Open Bug 1843454 Opened 8 months ago Updated 1 month ago

Untenable to diagnose a situation on a webpage due to debugger performance issues

Categories

(DevTools :: Debugger, defect, P2)

defect

Tracking

(Not tracked)

People

(Reporter: twisniewski, Unassigned)

References

(Depends on 8 open bugs, Blocks 1 open bug, )

Details

I can easily lock up Firefox by debugging the scripts at https://ageor.dipot.com/2020/03/Covid-19-in-Greece.html . For instance, this is what I wanted to do, to investigate why the page throws a SecurityError on a stock nightly build, but not on a local (non-debug) artifact build:

  1. visit the site on a stock nightly build and open the debugger
  2. full-text search for "dataStudioOfflineCache"
  3. open the result
  4. pretty print (optional)
  5. put a breakpoint on this.H=(this.D=d.indexedDB)&&
  6. reload the page
  7. wait for the first breakpoint to trip
  8. see what the value of d is (it is probably a restricted window)
  9. repeat the same steps on the other build

However, the moment I start trying to set the breakpoint, Firefox starts freezing. Sometimes it recovers after 10 seconds (on my 2018 macbook), but before I can read the value of d it has almost certainly locked up completely, my CPU fans spin up, and I have to crash the app. I managed to get the nightly build, but an artifact build consistently locks up by the time I'm waiting for it to show me the scope variables.

I wonder if it would be feasible for it to not lock the process up entirely while it's doing whatever it's doing, or at least provide some sort of progress feedback so I can judge whether it has locked up entirely? By contrast the Chrome and Safari devtools manage to get me to the results with only a few seconds of delay here and there.

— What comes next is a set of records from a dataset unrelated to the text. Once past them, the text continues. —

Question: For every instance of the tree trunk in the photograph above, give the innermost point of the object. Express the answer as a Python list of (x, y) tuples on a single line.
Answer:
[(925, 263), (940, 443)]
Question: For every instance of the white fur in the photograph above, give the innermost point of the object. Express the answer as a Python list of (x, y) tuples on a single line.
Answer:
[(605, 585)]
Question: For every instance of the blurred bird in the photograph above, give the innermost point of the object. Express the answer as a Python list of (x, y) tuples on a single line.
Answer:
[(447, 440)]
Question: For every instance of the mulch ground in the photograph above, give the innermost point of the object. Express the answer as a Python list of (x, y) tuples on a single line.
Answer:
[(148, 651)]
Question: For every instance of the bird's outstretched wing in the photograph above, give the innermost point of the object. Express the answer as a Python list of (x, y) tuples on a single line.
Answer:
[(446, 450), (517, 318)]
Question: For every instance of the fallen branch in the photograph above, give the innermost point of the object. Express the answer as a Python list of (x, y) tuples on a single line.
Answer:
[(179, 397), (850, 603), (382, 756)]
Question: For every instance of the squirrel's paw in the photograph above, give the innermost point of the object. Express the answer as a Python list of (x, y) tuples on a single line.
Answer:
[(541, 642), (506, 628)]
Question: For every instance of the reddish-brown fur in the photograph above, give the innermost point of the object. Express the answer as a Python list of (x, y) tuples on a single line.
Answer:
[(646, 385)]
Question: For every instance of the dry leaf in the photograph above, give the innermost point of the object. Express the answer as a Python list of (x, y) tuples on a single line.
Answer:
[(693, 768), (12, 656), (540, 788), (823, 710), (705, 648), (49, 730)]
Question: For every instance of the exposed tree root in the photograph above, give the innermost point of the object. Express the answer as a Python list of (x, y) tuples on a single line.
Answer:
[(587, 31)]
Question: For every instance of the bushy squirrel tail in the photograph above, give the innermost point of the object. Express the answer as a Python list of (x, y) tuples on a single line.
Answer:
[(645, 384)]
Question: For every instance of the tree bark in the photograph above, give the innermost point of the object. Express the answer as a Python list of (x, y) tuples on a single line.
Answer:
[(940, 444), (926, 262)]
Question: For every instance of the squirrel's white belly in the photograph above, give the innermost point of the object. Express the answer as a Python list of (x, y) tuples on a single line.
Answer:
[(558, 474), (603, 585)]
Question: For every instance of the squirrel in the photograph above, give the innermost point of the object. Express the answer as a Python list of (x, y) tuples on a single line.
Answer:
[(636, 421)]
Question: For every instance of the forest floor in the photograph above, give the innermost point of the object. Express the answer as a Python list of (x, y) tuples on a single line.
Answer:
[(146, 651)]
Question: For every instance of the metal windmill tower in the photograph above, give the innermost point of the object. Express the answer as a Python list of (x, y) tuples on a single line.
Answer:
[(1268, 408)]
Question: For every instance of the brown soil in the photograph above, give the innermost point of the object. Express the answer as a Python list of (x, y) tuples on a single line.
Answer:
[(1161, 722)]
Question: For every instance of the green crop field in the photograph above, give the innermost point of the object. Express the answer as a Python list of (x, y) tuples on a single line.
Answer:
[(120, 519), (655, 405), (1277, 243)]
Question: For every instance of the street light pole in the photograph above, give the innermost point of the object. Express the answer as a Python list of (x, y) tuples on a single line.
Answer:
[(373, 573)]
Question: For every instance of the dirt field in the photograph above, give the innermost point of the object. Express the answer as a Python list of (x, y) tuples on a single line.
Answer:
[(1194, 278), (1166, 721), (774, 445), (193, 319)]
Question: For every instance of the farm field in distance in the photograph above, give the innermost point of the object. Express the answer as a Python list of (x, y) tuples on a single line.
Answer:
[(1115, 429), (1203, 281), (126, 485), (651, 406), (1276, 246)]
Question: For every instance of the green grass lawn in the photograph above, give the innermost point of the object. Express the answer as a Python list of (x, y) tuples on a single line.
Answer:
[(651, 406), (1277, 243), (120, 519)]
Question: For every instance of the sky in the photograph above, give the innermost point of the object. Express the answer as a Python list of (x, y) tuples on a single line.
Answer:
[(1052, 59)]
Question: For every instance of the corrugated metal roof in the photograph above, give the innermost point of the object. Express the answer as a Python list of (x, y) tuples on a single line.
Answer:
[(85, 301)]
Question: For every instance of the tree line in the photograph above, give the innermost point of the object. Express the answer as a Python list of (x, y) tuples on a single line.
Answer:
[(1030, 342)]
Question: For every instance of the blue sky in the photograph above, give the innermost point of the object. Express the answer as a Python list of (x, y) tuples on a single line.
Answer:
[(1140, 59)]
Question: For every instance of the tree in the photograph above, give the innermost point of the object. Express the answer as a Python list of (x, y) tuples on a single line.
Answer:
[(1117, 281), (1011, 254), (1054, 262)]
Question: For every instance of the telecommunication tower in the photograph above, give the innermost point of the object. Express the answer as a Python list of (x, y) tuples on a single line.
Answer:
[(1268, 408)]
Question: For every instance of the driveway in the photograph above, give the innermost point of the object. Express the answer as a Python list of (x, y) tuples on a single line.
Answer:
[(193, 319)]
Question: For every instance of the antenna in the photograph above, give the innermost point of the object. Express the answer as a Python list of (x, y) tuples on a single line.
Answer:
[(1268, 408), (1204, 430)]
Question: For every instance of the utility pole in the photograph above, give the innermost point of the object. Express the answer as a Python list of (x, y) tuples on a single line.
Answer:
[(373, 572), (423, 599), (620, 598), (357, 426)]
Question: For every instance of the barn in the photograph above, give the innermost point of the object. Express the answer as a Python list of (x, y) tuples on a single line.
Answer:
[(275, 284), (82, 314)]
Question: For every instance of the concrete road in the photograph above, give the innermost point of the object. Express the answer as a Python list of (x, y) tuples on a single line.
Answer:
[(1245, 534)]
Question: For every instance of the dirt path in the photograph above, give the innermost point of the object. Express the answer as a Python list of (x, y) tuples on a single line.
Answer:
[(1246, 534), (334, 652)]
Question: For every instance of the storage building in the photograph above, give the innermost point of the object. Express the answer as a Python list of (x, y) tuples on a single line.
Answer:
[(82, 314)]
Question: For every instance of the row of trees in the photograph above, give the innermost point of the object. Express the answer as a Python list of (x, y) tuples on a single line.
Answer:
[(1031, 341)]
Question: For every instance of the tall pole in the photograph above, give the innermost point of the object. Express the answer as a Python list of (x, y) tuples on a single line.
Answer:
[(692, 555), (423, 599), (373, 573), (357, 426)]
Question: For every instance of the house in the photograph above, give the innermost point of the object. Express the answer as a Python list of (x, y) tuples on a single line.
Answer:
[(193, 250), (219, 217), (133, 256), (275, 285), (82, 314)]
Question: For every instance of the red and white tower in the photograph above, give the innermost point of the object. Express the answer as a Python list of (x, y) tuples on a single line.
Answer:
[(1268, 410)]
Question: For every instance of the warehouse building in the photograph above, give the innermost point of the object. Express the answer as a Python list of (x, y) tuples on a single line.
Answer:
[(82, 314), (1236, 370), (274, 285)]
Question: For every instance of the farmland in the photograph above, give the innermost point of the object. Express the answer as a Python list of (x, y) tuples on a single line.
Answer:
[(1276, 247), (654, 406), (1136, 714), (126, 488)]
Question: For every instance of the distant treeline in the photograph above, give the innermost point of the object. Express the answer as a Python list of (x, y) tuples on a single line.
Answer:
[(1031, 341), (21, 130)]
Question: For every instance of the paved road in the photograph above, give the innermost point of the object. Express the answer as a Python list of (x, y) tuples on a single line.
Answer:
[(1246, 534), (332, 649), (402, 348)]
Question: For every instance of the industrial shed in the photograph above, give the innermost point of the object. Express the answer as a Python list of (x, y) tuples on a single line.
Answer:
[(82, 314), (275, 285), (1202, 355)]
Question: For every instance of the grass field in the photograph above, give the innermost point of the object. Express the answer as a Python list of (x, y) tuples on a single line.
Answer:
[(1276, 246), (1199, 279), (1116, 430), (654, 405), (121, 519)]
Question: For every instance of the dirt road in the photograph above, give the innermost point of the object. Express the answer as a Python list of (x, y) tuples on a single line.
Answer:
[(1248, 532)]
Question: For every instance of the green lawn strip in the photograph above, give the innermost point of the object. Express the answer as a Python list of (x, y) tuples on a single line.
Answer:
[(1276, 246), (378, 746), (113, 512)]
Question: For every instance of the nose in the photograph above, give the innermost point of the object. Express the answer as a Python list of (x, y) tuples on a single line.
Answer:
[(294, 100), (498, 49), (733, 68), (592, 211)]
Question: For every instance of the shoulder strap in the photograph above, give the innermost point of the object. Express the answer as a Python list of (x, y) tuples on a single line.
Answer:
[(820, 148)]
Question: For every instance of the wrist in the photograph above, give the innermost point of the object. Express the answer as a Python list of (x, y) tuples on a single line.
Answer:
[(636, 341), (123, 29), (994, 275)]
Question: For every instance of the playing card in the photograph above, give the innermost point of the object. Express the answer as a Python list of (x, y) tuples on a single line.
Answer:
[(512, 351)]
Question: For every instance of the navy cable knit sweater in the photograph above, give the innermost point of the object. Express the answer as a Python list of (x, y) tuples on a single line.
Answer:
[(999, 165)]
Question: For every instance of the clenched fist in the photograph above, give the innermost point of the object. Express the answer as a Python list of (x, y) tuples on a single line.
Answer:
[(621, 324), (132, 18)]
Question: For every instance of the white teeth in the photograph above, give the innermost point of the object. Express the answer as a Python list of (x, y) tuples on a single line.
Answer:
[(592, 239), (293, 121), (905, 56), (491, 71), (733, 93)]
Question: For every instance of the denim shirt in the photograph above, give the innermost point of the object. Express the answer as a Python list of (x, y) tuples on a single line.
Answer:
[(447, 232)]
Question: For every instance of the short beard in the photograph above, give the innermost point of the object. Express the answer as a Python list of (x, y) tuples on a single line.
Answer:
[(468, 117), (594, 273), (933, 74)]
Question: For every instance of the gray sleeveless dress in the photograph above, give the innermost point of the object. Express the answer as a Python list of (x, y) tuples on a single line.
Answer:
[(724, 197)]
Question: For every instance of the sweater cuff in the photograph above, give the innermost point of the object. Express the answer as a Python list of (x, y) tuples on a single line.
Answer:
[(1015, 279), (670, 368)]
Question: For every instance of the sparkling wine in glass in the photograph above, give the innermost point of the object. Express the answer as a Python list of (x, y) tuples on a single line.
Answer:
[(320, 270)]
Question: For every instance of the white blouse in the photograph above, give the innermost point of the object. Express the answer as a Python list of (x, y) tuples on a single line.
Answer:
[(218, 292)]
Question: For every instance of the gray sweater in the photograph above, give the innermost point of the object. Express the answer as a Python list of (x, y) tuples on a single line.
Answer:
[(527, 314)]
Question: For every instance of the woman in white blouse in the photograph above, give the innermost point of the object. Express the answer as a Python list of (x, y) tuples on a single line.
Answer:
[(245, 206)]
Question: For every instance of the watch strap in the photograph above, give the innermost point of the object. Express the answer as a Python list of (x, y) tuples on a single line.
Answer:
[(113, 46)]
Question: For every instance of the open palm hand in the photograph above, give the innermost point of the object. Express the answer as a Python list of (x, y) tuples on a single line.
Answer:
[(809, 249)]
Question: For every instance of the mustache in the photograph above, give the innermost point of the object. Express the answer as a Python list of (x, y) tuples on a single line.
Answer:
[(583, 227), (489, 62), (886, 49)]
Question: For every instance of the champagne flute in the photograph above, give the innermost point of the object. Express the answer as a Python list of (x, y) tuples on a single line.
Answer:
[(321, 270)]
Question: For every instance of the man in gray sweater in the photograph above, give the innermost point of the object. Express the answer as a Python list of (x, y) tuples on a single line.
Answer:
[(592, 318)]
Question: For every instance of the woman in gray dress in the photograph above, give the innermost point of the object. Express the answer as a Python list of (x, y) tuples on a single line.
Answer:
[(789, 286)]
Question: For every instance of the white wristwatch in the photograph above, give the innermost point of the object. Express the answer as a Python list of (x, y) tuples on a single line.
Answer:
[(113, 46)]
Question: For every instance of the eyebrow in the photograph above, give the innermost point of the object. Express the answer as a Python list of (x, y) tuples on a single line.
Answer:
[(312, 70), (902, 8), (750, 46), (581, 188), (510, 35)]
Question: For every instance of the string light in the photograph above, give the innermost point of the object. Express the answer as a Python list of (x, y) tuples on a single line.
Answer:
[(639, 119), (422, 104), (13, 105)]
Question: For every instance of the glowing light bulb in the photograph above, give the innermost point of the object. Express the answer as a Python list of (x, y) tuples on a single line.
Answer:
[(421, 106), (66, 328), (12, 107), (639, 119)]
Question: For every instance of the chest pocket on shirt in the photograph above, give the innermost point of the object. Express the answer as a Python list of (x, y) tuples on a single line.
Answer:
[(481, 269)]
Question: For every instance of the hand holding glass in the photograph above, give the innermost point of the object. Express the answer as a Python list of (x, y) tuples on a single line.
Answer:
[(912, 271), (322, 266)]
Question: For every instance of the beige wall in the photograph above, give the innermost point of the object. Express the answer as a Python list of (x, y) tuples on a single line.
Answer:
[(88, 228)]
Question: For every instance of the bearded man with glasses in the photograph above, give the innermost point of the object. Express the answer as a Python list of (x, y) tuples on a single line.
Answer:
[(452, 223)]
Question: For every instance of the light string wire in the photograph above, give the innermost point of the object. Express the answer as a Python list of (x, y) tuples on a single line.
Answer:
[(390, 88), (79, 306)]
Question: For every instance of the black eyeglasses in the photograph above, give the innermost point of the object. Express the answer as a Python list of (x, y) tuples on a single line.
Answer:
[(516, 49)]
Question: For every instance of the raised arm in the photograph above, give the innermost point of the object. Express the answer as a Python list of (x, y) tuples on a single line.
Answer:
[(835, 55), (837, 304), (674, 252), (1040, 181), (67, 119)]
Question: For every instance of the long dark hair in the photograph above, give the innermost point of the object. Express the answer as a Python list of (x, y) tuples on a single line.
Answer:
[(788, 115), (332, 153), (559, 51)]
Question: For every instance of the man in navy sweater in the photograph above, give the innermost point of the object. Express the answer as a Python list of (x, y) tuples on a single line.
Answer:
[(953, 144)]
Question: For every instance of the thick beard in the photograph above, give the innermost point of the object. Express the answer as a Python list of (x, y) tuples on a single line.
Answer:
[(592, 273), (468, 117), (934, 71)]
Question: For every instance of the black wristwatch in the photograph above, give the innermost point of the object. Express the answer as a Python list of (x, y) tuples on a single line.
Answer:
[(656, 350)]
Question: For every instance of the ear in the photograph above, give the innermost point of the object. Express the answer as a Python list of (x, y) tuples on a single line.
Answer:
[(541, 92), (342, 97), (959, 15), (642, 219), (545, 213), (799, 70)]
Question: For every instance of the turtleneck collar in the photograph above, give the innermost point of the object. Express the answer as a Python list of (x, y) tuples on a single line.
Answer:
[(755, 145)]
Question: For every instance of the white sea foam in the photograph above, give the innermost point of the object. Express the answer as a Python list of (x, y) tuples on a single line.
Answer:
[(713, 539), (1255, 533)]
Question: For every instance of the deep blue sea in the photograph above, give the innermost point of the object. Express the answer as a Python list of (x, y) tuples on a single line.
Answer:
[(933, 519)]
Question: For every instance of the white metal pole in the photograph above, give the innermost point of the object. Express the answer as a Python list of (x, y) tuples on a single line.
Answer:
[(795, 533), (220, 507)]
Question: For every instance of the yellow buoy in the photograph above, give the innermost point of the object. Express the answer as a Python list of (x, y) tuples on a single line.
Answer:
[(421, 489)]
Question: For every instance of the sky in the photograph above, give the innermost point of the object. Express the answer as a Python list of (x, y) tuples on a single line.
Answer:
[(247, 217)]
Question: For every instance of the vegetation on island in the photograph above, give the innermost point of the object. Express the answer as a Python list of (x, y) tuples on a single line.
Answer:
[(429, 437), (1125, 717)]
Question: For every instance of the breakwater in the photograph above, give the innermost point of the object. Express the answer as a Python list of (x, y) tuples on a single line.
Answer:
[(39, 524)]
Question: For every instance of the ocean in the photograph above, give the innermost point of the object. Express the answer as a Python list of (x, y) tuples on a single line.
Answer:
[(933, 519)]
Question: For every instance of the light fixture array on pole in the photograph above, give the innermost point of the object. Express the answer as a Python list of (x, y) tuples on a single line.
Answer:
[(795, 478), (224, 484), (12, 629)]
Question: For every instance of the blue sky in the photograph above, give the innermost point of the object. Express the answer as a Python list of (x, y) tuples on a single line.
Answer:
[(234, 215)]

Update: after about 5 minutes the artifact build managed to get the scopes listed

I second bomsy conclusions on Slack.
Let me help by providing in-depth analysis.

The opened source https://www.gstatic.com/_/datastudio/_/js/k=datastudio.datastudio.fr.lSd1ASPaFTk.es6.O/d=0/rs=AHAPuoNbbYWNZkijuD11cSSB6oLLrtzh-A/m=sy6,sy3,sya,syb,sy5,sy4,syj,syk,sy9,syn,syp,syg,syx,sy14,syc,sy7,sym,syi,sy12,syf,syo,sy18,sy1e,sy1b,syd,sy15,syq,sy16,sy13,syr,sys,syt,syw,syh,sy11,sy1c,sy1l,sy2,sy8,sye,syl,syu,syv,syy,syz,sy10,sy17,sy19,sy1a,sy1d,sy1f,sy1g,sy1v,sy1k,sy23,sy1o,sy1,sy1m,sy1p,sy1x,sy22,sy24,sy1t,sy1n,sy27,sy20,sy1w,sy1j,sy28,sy1i,sy1r,sy2e,sy2j,sy2k,sy2i,pm_ng2report where dataStudioOfflineCache is defined is 1.6MB large.
This is large, but nothing really impressive for a bundle.

The STR can be simplier and stop at 3. You just need to wait for a few seconds (many tens!) and firefox will freeze.
This STR will reproduce on reload, which makes it quite bad.

Here is a profile record: https://share.firefox.dev/46WuhGM
This highlights very well what is going wrong.
The parser worker spends 13 seconds parsing this 1.6MB JS file.
The worker sends a message via postMessage so large that it takes 3seconds to complete!
This causes a 570MB memory increase in the parent proces!!!
This is quickly followed by a 3s GC pause in the worker... but also a 34s GC pause in the parent process freeing around 300MB.

While we can probably investigate and make the parser worker pass smaller data,
we should probably investigate into avoiding parsing large sources entirely, or make that on-demand.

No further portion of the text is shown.